Predictive value of red cell distribution width for SF3B1 mutation status in myelodysplastic neoplasms Free

Background: yelodysplastic neoplasms (MDS) with SF3B1-mutations represent a distinct subtype associated with ring sideroblasts, preserved platelet counts, and overall favourable outcomes. These mutations have diagnostic, prognostic, and therapeutic relevance. Given the association between SF3B1 mutations, mitochondrial iron overload, and ineffective erythropoiesis, we explored whether red cell distribution width (RDW), a parameter routinely measured on the complete blood count (CBC), could help predict SF3B1 mutation status in patients with MDS.
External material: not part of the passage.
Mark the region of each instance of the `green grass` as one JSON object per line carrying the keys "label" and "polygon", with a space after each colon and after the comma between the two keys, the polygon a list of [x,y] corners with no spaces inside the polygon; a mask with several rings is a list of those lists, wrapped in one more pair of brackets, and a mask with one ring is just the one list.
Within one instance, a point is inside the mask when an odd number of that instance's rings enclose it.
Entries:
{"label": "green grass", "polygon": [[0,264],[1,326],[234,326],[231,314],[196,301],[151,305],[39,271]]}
Methods: We retrospectively reviewed all adults diagnosed with MDS at a tertiary care centre in Southwestern Ontario, Canada between January 2018 and December 2019. All patients who had SF3B1 mutation testing by next-generation sequencing (Oncomine Myeloid Research Assay, ThermoFisher Scientific, Waltham, MA) and available pre-transfusion CBC data were included. We compared RDW, platelet counts, and other routine hematologic parameters between SF3B1-mutated and wild-type groups. The ability of RDW to discriminate between SF3B1-mutated and wild-type cases was evaluated using receiver operating characteristic (ROC) curves.

Results: Among 165 patients with MDS meeting inclusion criteria, 21 (12.7%) had SF3B1 mutations. RDW was higher in the SF3B1-mutated group (19.4% vs. 17.5%; p = 0.056) but demonstrated only modest discrimination (AUC 0.632). A cut-off of 18.6% yielded 65% sensitivity and 67% specificity. Platelet count was significantly higher in SF3B1-mutated cases (mean 293.5 × 10⁹/L vs. 129.8 × 10⁹/L; p < 0.001), with better discrimination (AUC 0.844). A threshold of 156 × 10⁹/L provided 95% sensitivity and 75% specificity.

Conclusion: RDW showed a trend toward association with SF3B1 mutations in patients with MDS but on its own lacked sufficient accuracy as a predictor of mutation status. Platelet count performed better and may serve as a useful screening tool to prioritize molecular testing, especially in settings with limited access to costly next-generation sequencing panels. Although RDW showed limited discriminatory ability in this study, these findings highlight the potential utility of other routine CBC parameters as cost-effective, accessible tools to guide genomic investigation in MDS, warranting evaluation in larger cohorts.